You can do it but you don't have to, JSON strings can contain ~ any unicode char : http://json.org : string: "Any unicode character except " or \ or control character"
char
any-Unicode-character-
except-"-or-\-or-
control-character
\"
\\
\/
\b
\f
\n
\r
\t
\u four-hex-digits
--
Jorge.
> On 22/12/2010, at 14:01, Dan Phiffer wrote:
>> On Dec 21, 2010, at 10:33 PM, Fedor Indutny wrote:
>>
>>> var test = '{"hello":“hello world"}'; // Note the use of smartquotes
>>
>> That is definitely invalid JSON!
>
> It isn't invalid:
>
> JSON.parse('{"hello":"hello world"}')
> -> Object
> • hello: "hello world"
> • __proto__: Object
I was just pointing out that Fedor was using a left double quote (a so-called smartquote) to delimit a string, which is invalid. Your example is different and valid!
>> Here's a different test case that also fails:
>>
>> var test = JSON.stringify({
>> anythingNonASCII: "ñ"
>> });
>
> But it's valid JSON too:
>
> JSON.stringify({ anythingNonASCII: "ñ" })
> -> "{"anythingNonASCII":"ñ"}"
>
Yes, it's valid JSON but if I try to send it to CouchDB with a ClientRequest it turns wonky somehow in transit. I've tested sending similar JSON objects (i.e., those with strings that contain non-ASCII characters) with jquery.couch.js in a browser and that works fine. So I'm fairly certain this isn't a problem originating from CouchDB.
Thanks,
-Dan
Perhaps the problem is content-length. You're sending the number of chars not the number of bytes. Perhaps you should convert test= new Buffer(test); instead of using it as a string, so it'll give the proper length (in bytes, not chars).
--
Jorge.
That was the problem, thanks so much Jorge!
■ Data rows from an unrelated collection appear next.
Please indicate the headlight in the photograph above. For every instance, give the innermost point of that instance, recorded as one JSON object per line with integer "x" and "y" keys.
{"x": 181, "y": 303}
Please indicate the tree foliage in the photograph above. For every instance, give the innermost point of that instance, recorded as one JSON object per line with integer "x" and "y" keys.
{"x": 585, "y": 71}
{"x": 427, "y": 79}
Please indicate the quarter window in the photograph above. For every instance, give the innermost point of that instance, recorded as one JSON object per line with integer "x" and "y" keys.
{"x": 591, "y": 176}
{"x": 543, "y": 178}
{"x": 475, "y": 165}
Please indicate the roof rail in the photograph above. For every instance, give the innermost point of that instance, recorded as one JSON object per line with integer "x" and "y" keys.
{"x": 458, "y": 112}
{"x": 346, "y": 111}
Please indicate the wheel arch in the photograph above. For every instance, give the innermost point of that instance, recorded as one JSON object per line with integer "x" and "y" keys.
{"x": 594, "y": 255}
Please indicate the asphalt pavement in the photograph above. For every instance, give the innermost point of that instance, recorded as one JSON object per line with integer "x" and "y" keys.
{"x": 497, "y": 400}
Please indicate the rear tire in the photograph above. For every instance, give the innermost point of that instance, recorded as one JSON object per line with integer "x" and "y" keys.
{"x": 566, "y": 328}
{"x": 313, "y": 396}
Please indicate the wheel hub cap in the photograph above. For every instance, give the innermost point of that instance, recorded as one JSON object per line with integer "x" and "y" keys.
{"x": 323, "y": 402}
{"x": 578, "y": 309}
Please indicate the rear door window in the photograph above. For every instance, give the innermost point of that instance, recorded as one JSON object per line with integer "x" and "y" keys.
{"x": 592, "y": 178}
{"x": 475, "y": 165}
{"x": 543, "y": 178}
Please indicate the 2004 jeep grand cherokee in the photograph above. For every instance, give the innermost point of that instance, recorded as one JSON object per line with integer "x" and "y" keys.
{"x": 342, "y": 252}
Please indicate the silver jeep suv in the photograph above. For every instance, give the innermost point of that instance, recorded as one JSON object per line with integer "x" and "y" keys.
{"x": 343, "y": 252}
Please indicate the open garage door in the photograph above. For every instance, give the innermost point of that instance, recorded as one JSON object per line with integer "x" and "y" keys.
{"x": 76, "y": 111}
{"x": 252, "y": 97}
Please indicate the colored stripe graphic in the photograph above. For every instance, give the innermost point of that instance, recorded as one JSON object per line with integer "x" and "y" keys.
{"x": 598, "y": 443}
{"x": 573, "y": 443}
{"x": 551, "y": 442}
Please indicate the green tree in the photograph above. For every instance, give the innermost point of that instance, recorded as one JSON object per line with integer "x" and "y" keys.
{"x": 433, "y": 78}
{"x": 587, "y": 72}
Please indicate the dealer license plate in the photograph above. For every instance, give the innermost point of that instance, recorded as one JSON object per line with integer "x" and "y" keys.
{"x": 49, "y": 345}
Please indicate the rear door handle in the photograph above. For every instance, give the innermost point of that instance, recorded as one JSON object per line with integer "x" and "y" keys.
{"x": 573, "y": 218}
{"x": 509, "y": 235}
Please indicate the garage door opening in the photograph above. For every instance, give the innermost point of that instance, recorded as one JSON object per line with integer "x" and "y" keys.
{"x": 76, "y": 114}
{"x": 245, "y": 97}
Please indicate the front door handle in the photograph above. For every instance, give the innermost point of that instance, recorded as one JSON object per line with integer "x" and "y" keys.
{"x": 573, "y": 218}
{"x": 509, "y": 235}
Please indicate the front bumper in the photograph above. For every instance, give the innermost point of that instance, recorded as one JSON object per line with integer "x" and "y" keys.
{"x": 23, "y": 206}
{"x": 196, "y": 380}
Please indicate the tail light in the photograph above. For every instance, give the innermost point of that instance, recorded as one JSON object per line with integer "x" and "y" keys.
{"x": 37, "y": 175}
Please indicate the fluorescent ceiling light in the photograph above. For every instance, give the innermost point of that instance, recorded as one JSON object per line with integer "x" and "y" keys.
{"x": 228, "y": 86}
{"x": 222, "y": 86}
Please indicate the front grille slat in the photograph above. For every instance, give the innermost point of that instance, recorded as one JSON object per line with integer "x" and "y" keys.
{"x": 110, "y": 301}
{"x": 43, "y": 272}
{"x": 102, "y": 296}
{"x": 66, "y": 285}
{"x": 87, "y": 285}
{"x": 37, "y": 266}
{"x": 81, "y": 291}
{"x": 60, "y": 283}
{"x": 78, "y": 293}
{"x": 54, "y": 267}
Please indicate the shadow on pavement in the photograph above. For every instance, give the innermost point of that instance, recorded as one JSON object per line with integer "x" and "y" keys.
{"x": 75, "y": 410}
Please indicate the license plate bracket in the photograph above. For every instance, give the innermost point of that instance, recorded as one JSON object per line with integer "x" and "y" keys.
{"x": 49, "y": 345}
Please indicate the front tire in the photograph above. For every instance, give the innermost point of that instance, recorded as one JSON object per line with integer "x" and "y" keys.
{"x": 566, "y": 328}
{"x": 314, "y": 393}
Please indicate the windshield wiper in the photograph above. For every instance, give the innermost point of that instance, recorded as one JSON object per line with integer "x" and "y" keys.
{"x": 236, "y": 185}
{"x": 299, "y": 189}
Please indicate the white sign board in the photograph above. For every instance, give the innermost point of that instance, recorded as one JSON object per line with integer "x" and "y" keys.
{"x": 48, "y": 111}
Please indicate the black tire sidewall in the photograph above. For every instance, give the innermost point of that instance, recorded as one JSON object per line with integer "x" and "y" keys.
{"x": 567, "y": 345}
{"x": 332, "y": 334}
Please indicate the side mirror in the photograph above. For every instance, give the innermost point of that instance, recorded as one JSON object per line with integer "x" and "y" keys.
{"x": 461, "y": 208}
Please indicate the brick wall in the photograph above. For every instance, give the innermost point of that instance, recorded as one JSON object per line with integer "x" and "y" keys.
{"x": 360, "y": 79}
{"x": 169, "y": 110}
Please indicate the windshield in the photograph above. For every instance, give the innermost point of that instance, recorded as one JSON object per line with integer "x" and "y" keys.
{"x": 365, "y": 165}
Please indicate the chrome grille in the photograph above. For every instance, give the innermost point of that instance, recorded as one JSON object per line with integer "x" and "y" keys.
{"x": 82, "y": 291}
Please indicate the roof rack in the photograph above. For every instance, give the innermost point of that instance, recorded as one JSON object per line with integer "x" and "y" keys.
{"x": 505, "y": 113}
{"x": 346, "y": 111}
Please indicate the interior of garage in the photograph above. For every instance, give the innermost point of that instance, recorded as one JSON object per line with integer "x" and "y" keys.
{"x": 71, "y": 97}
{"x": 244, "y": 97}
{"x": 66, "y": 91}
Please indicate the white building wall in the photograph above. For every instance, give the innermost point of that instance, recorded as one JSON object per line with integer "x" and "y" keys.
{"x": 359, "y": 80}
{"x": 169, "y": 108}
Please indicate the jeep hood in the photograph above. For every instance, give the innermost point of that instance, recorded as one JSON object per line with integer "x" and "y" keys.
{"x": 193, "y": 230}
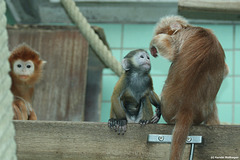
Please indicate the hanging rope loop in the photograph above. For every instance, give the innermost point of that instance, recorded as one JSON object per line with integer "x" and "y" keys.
{"x": 101, "y": 50}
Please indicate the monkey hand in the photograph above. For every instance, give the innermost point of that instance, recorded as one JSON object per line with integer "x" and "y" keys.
{"x": 157, "y": 116}
{"x": 120, "y": 126}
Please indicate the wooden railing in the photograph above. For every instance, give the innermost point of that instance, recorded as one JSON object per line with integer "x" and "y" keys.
{"x": 62, "y": 140}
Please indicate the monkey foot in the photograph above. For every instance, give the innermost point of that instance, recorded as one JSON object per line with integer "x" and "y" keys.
{"x": 120, "y": 126}
{"x": 143, "y": 122}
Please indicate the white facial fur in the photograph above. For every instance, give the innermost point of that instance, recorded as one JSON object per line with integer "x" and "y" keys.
{"x": 142, "y": 59}
{"x": 23, "y": 68}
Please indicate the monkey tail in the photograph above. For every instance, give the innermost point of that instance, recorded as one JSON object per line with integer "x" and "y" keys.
{"x": 184, "y": 121}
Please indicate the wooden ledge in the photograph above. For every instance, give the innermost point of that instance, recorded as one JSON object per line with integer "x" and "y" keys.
{"x": 56, "y": 140}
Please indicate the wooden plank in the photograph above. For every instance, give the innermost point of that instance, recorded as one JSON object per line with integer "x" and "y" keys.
{"x": 84, "y": 140}
{"x": 210, "y": 9}
{"x": 60, "y": 95}
{"x": 92, "y": 110}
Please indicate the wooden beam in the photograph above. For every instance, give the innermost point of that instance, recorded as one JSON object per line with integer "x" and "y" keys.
{"x": 43, "y": 140}
{"x": 210, "y": 9}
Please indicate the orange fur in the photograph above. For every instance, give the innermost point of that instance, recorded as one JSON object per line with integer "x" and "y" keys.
{"x": 195, "y": 76}
{"x": 23, "y": 90}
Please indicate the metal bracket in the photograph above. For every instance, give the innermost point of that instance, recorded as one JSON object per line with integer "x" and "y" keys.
{"x": 162, "y": 138}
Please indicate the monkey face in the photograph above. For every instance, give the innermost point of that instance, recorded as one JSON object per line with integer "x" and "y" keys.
{"x": 142, "y": 60}
{"x": 23, "y": 69}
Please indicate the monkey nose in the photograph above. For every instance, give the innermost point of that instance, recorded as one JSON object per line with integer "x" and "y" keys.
{"x": 154, "y": 51}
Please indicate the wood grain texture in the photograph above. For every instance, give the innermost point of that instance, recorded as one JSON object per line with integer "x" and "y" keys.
{"x": 85, "y": 140}
{"x": 60, "y": 95}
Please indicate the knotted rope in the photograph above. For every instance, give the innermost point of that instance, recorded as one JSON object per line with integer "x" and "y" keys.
{"x": 92, "y": 38}
{"x": 7, "y": 132}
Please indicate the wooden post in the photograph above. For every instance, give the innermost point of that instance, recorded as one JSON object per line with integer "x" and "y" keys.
{"x": 43, "y": 140}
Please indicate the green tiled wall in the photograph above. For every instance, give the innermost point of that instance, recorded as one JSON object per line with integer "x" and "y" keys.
{"x": 123, "y": 38}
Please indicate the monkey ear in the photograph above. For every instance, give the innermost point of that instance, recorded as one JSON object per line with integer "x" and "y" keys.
{"x": 175, "y": 26}
{"x": 125, "y": 64}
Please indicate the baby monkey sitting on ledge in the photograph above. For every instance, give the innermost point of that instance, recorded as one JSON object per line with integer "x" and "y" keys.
{"x": 133, "y": 94}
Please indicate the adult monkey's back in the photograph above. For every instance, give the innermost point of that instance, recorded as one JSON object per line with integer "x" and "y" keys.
{"x": 195, "y": 76}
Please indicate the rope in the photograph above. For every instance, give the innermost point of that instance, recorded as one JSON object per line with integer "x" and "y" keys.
{"x": 101, "y": 50}
{"x": 7, "y": 132}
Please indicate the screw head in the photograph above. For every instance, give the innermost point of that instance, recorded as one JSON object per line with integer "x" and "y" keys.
{"x": 161, "y": 138}
{"x": 189, "y": 139}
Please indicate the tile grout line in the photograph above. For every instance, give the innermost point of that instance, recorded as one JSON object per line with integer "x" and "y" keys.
{"x": 233, "y": 72}
{"x": 122, "y": 38}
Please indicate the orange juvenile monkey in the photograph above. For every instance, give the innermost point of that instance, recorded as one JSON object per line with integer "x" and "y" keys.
{"x": 195, "y": 76}
{"x": 26, "y": 70}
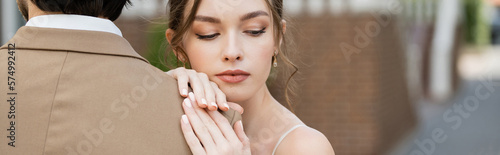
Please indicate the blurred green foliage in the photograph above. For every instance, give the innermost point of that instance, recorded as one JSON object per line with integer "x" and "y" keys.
{"x": 477, "y": 29}
{"x": 159, "y": 55}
var req = db.request('PUT', '/db/doc', {
'Content-Type': 'application/json',
'Content-Length': Buffer.byteLength(test, 'utf8')
});
Glad to know. But perhaps it would be better to convert it to a buffer just *once* : test= new Buffer(test); and then use 'Content-Length': test.length and req.end(test) ?
--
Jorge.
I'm sure there are some advantages to this approach, but ultimately for me it comes down to adhering to API documentation:
http://nodejs.org/docs/v0.3.2/api/http.html#request.write
"The chunk argument should be an array of integers or a string."
The Buffer object surely implements toString(), but I think Postel's Law is still appropriate here: "be conservative in what you send; be liberal in what you accept."